Aurora Theater Sued After July Shooting Rampage

Posted October 9, 2012 in Criminal Law Personal Injury by

This photo released on Sept. 20, 2012 by the Arapahoe County Sheriff's Office shows James Holmes. Holmes is being held on charges in the shooting at an Aurora, Colo., theater on July 20 that killed 12 people and wounded 52. (AP Photo/Arapahoe County Sheriff)

Three plaintiffs have filed lawsuits against the owner of the Aurora Theater in Colorado following the July shooting attack by James Holmes which left 12 dead and 58 injured. The suits allege that Cinemark failed to provide adequate security and did not take precautions that could have stopped Holmes or mitigated the carnage he caused.

“Although the theater was showing a midnight premier of the movie and was expecting large crowds of people to attend the midnight showing, no security personnel were present for that showing,” the suits claim. “The exterior doors to the theater were lacking in any alarm system, interlocking security systems, or any other security or alarm features.”

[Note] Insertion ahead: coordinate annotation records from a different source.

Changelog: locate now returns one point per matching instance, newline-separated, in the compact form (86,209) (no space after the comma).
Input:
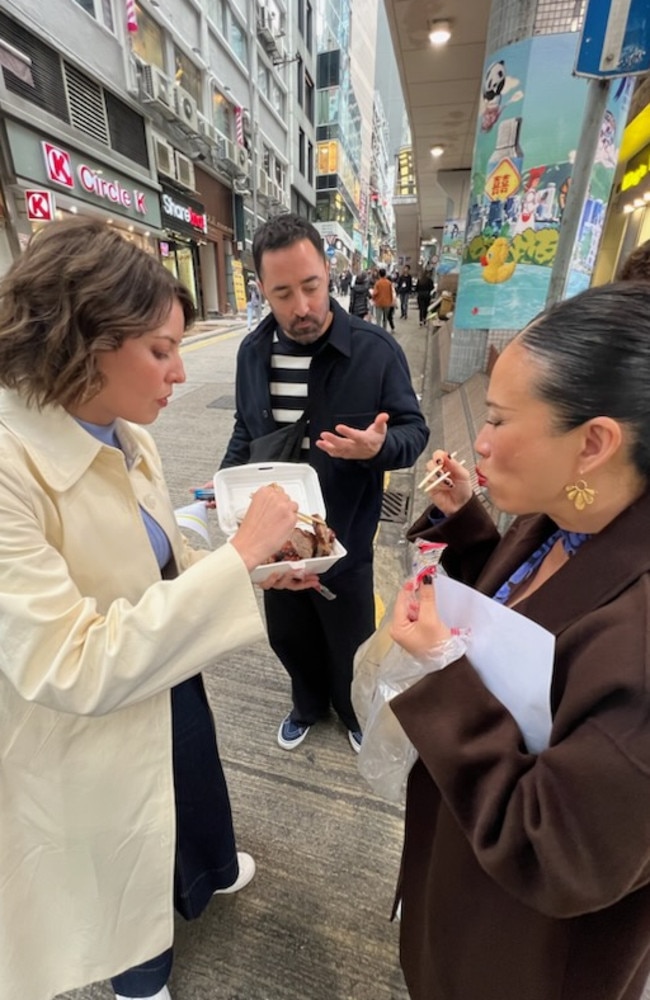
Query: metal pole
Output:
(597,95)
(253,101)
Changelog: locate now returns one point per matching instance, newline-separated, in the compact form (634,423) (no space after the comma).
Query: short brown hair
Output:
(80,288)
(636,266)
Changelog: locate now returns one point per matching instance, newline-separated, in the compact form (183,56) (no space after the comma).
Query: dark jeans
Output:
(206,855)
(316,640)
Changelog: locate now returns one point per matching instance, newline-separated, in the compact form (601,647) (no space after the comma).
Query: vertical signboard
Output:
(527,134)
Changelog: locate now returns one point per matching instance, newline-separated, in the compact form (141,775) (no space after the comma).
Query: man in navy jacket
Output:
(364,419)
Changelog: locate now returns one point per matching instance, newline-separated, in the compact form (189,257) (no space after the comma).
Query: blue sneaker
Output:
(290,734)
(355,737)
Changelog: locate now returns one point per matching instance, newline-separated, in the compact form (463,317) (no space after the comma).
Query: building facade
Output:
(174,126)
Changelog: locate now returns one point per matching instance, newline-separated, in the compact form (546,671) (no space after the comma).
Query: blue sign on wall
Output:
(615,39)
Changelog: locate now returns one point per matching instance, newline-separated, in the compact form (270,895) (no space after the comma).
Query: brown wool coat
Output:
(523,877)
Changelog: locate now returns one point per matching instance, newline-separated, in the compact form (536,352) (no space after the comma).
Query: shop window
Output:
(149,40)
(300,82)
(38,77)
(278,100)
(216,11)
(187,75)
(301,151)
(126,130)
(238,41)
(309,98)
(41,77)
(328,68)
(221,113)
(100,10)
(263,81)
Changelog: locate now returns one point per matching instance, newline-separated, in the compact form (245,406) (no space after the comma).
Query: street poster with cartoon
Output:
(528,129)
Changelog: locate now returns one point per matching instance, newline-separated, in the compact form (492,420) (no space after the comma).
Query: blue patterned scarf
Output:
(571,540)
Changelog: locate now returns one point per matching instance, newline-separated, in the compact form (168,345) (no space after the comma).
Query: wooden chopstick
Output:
(309,518)
(435,477)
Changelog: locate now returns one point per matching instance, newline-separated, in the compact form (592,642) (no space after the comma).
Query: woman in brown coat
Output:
(527,876)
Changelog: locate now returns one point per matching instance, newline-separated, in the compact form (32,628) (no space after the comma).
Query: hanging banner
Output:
(528,129)
(592,220)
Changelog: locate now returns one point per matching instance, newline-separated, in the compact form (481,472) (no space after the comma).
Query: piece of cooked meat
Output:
(324,538)
(300,545)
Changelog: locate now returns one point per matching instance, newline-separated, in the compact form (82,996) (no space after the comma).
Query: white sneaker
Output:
(246,872)
(162,994)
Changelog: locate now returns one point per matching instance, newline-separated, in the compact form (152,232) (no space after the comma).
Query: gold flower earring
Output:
(580,494)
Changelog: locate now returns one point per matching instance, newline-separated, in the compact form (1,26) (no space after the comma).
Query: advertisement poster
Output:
(451,251)
(239,285)
(592,220)
(528,130)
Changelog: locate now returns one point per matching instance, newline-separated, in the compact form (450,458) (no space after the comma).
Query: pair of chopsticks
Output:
(436,477)
(309,518)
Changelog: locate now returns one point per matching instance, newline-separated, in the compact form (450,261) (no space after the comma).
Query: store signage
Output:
(180,214)
(637,170)
(40,161)
(60,170)
(40,206)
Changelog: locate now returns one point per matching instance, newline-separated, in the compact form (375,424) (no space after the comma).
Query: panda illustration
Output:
(493,84)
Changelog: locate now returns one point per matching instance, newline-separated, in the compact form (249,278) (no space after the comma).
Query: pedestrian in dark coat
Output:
(424,291)
(360,296)
(527,874)
(364,419)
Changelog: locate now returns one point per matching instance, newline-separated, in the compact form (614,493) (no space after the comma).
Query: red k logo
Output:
(58,165)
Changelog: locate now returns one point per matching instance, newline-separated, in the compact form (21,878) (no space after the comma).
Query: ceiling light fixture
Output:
(439,32)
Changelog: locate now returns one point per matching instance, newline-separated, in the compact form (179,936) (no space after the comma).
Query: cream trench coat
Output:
(91,639)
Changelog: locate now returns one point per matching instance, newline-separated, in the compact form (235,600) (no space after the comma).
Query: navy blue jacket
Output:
(359,371)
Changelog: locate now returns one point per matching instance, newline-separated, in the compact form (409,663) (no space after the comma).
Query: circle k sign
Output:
(60,170)
(40,206)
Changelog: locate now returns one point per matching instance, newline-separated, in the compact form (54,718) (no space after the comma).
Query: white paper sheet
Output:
(195,518)
(512,655)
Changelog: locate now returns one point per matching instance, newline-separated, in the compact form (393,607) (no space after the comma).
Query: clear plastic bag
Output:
(382,669)
(387,755)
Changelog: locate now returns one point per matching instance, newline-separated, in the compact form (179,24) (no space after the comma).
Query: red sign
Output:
(40,206)
(58,165)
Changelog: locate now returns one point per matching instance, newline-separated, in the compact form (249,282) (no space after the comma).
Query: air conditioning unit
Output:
(265,27)
(206,129)
(157,90)
(184,170)
(164,157)
(186,108)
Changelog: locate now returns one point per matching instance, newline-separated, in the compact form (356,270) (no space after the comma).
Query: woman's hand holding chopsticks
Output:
(447,482)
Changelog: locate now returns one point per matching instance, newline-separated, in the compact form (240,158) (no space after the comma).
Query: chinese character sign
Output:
(527,133)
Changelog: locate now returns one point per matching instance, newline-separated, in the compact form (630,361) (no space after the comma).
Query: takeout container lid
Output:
(232,493)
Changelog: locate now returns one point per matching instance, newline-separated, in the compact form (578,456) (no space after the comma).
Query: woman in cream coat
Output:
(103,611)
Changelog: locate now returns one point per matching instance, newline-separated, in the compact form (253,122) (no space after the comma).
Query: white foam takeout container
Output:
(232,493)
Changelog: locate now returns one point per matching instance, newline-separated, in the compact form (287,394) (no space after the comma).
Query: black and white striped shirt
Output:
(289,381)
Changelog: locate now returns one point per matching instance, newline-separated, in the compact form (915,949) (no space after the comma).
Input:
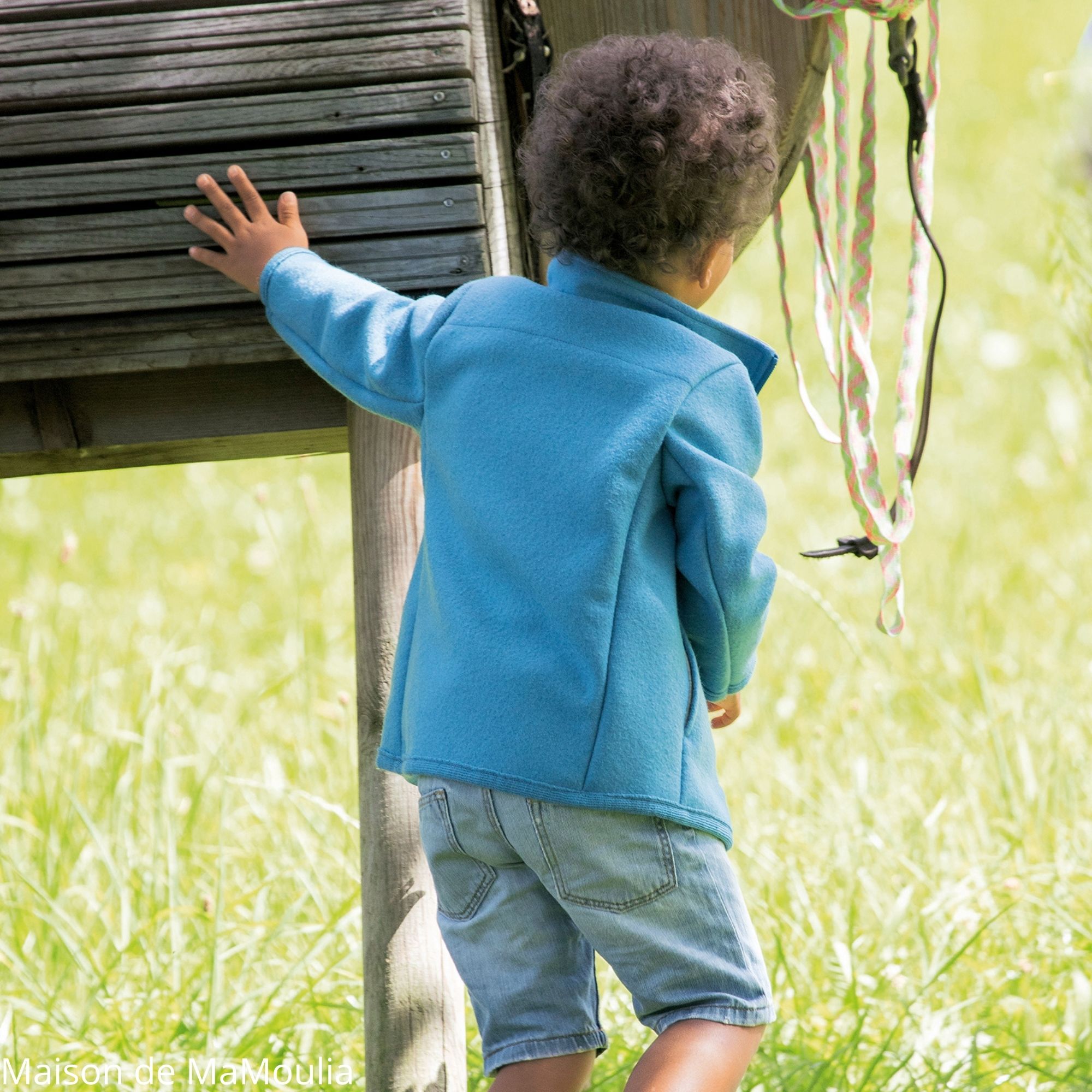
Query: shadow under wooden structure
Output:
(390,122)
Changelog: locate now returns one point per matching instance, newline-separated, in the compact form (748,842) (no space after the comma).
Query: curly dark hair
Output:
(643,147)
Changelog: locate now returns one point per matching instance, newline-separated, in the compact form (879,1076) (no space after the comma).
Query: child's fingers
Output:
(228,209)
(252,199)
(209,258)
(289,209)
(216,231)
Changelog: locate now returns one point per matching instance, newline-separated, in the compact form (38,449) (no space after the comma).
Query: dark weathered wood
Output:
(268,409)
(173,180)
(21,11)
(208,74)
(153,341)
(381,212)
(414,1006)
(239,121)
(86,40)
(39,291)
(796,50)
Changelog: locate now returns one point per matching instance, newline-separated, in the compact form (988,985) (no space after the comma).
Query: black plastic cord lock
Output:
(859,548)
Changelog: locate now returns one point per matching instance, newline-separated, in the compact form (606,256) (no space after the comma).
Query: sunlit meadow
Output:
(180,870)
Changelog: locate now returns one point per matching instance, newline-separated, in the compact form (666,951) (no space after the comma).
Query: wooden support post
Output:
(414,1015)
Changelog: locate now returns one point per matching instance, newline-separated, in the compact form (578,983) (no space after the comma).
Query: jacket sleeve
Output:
(365,340)
(713,450)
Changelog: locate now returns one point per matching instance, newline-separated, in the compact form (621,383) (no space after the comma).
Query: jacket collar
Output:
(580,277)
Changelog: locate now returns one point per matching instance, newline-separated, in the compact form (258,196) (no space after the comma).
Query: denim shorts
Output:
(529,891)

Holmes entered the theater with a ticket, then propped open an emergency exit door as he went to his car, loaded up with guns, ammo and armor before coming back and opening fire.

Joshua Nowlan is the plaintiff in one of the lawsuits; the other names Denise Traynom and Brandon Axelrod. All three were shot or suffered other injuries while trying to escape the massacre.

Christina Habas

“The lawsuit is based upon Cinemark’s failure to provide for the safety and security of its theater and its patrons,” attorney Christina Habas, who is involved in both lawsuits, said in a news release. “Readily available security procedures, security equipment and security personnel would likely have prevented or deterred the gunman from accomplishing his planned assault on the theater’s patrons.”

Cinemark has asked the court to dismiss the suit, filing a motion that says, “It would be patently unfair, and legally unsound, to impose on Cinemark, a private business in the entertainment industry, the duty and burden to have foreseen and prevented the criminal equivalent of a meteor falling from the sky.”

 

Long-shot Lawsuit

Although they may have been filed with the best of intentions, the lawsuits have met with skepticism in some legal circles. “Did the movie theater know or have reason to know that some kind of violent crime might affect their patrons?” said University of Denver Law Professor Tom Russell, in an interview with the Denver Post. “It’s beyond belief that they would know this kind of attack was coming.”

Although the lawsuit alleges that the theater has seen robberies, assaults and at least one shooting in its past, it would be difficult to fit Holmes’ actions into any kind of pattern that the theater could have foreseen or predicted. “In any instance where the crime is so beyond the typical bounds of criminal behavior like this one was, it becomes more difficult to bring the suit,” Russell told Bloomberg news. “This is really a random kind of event for which I wouldn’t expect the business to have any kind of tort liability.”

Tom Russell

Speculation has also abounded that the University of Colorado, where Holmes was formerly a student, could be liable because he had guns and ammunition shipped to himself through the school. “I don’t see how they’ve acted unreasonably,” Russell said. “The mere fact that [the university] received packages is not unreasonable. Lots of us get packages at work.”

Similarly, notions that the producers of the Batman film that was showing in the theater, or any mental health professionals that treated Holmes prior to the shooting, could be liable is also a stretch, the law professor said. “The only obvious civil defendant is the shooter himself, and I doubt that he has anything in the way of assets or insurance.”